2. Engage Your Senses to Anchor the Moment

Neuroscience tells us that engaging the senses helps activate the parasympathetic nervous system, calming the body and mind. Try:

  • Lighting a scented candle while you work
  • Playing gentle instrumental music during tasks
  • Drinking your tea slowly, noticing its warmth and flavour.

These are simple acts of mindfulness that tell the brain: This moment matters.

3. Turn Mundane Tasks into Mini Rituals

Psychologist Dr. Ellen Langer, known for her work on mindfulness, argues that “when we notice new things, we become more engaged and less stressed.” Try folding laundry slowly, washing dishes with attention to the water’s warmth, or tidying your space with music.

These practises cultivate present-moment awareness and shift the narrative from chore to choice.

4. Curate Beauty in Small Places

Environmental psychology studies show that our surroundings significantly impact mood. You don’t need a full home makeover – just a few details:

  • A favorite mug
  • A vase of fresh or dried flowers
  • A tidy, cozy corner with soft lighting.

According to Dr. Susan Clayton, environmental psychologist at the College of Wooster, small aesthetic improvements to our space can “provide a sense of stability and control,” especially in uncertain times.

5. Narrate Your Life with Self-Compassion

The way we talk to ourselves shapes our internal world. Self-compassion expert Dr. Kristin Neff emphasises that speaking to ourselves with kindness reduces anxiety and increases emotional resilience.
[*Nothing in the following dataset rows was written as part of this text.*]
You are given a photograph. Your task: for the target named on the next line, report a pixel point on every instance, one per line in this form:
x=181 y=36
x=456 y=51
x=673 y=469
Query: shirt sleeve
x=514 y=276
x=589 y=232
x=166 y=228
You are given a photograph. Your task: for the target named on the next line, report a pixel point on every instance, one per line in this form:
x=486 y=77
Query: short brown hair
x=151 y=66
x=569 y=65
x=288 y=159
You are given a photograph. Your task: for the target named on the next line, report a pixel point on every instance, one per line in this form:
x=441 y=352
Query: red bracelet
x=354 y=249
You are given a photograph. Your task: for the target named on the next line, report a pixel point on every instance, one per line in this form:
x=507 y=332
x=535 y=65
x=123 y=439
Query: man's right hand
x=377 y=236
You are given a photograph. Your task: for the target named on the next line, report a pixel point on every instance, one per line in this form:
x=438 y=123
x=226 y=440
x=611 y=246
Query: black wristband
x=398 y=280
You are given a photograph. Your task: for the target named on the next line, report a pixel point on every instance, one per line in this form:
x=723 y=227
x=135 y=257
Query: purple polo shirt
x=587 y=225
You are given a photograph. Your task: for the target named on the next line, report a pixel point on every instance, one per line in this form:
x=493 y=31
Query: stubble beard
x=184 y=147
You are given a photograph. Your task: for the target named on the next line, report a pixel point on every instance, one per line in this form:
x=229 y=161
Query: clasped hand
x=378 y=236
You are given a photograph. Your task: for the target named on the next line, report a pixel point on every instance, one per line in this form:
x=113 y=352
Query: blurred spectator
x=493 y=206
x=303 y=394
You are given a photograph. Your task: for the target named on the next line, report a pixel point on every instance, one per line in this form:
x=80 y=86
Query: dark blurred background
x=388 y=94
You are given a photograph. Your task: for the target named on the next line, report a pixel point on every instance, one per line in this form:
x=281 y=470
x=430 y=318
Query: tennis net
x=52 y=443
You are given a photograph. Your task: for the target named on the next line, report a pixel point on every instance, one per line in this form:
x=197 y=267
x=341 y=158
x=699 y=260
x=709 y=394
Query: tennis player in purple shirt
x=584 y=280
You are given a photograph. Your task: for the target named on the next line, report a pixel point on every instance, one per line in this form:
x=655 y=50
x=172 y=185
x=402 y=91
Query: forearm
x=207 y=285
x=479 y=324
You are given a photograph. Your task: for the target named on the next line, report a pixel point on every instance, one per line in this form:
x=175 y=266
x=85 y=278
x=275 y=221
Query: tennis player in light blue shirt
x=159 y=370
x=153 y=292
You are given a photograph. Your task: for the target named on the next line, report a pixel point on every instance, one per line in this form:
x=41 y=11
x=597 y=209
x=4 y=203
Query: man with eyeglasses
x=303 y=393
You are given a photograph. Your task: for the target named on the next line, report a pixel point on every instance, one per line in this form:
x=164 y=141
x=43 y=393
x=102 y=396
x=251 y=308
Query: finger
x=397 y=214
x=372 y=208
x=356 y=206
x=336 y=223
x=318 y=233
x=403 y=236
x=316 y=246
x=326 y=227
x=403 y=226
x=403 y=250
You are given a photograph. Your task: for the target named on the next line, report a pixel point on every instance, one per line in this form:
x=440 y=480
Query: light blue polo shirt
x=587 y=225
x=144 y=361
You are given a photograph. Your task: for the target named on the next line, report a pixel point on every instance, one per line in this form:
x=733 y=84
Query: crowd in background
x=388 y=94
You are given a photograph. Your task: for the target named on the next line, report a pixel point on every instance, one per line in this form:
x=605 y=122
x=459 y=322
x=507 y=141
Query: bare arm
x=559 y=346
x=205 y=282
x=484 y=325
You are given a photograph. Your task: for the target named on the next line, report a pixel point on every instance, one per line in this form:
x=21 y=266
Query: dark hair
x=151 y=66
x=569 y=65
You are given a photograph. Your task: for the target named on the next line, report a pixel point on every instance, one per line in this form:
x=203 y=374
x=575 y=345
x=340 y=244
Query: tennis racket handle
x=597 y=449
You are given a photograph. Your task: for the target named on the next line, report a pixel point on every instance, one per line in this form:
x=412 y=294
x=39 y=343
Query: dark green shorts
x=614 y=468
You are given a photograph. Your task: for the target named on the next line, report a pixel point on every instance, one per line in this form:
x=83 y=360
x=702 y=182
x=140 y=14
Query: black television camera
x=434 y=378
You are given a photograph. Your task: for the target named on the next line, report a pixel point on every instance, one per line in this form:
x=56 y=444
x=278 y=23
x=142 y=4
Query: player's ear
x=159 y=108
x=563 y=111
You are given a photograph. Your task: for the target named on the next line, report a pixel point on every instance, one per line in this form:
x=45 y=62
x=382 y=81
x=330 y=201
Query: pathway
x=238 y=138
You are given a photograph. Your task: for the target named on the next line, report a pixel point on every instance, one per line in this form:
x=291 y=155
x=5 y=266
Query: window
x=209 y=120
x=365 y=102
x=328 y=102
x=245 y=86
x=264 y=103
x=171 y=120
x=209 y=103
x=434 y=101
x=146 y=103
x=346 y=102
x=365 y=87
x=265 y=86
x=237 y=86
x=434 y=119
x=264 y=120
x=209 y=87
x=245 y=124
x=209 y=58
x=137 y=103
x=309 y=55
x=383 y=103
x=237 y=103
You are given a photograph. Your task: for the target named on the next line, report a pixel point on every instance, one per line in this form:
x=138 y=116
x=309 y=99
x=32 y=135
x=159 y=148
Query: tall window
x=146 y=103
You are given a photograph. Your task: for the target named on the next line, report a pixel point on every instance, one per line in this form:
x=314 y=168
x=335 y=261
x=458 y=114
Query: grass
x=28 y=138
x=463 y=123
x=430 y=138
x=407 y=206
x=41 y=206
Try narrating your day like the main character in a gentle novel. “She made her morning tea and watched the light shift across the room. It was a small, sacred pause.”

Lessons from Ruby Granger

A great example of someone who romanticises their routine is Ruby Granger, a content creator known for her focus on productivity, mindfulness, and intentional living. 

In her video titled “How I Romanticise My Life,” she shares personal insights and practical tips on embracing the beauty in everyday moments.

Ruby advocates for finding joy in simple routines, such as enjoying a cup of tea, reading a book, or taking a leisurely walk, emphasising that these small acts can transform ordinary days into meaningful experiences. 

Final Thought

Romanticising your routine is more than a trend – it’s a powerful form of everyday mental health care. It’s about making peace with the pace of your life, elevating the simple, and reconnecting with the present.

You don’t need a perfect life. You just need a practice of noticing what’s already good.